Sui blocchi prende posizione Assoimprenditori dell’Alto Adige: «Fare impresa in modo sostenibile richiede anche alle aziende un’assunzione di responsabilità nei confronti delle generazioni future. Siamo chiamati a puntare sul rafforzamento del  trasporto su ferro, su soluzioni innovative come l'idrogeno o la mobilità elettrica e su un parco veicoli a basse emissioni. Sosteniamo inoltre il principio che ‘chi più inquina, più paga’: i camion vecchi e inquinanti devono pagare un pedaggio più alto rispetto ai veicoli moderni e a basse emissioni”, dichiara il presidente Heiner Oberrauch.

Secondo Assoimprenditori i divieti non sono però la strada giusta: “La politica ambientale e la competitività industriale si rafforzano a vicenda. Le imprese sono parte della soluzione alle sfide climatiche. Il maggior

contributo alla riduzione delle emissioni inquinanti non è stato dato dai divieti, ma dal progresso tecnologico e da soluzioni innovative”.

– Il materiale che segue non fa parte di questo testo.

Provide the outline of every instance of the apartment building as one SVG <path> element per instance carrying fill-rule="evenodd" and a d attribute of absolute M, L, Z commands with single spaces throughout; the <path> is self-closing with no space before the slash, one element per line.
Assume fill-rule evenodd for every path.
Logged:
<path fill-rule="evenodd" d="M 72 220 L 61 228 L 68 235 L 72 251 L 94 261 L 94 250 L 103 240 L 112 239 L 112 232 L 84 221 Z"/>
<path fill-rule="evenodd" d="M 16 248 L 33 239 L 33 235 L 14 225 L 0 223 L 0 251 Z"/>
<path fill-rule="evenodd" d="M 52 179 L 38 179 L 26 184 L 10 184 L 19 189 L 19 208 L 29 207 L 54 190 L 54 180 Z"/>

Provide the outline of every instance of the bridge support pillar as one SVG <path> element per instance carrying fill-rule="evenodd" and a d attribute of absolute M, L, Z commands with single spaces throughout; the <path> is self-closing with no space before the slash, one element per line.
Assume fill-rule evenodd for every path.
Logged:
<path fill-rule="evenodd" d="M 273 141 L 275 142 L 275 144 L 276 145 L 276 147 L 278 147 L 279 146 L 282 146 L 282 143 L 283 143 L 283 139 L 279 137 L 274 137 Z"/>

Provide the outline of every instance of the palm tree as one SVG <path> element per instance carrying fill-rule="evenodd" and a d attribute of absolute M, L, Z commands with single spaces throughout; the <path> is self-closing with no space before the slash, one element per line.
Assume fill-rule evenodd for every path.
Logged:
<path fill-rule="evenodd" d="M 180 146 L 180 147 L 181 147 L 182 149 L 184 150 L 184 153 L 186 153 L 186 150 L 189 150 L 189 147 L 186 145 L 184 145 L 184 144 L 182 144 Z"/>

Oberrauch spera in una soluzione comune a livello europeo: «I trasporti ad alta intensità di emissioni inquinanti devono diventare più cari a livello europeo e globale. L’UE deve però adoperarsi per eliminare le attuali misure di limitazione del traffico in Tirolo. Gli ingorghi e il traffico bloccato producono solo ulteriore inquinamento ambientale. I sistemi di dosaggio o il divieto di transito notturno non aiutano a ridurre le emissioni: concentrano solamente il traffico sulle ore diurne e non forniscono alcun contributo positivo per il clima».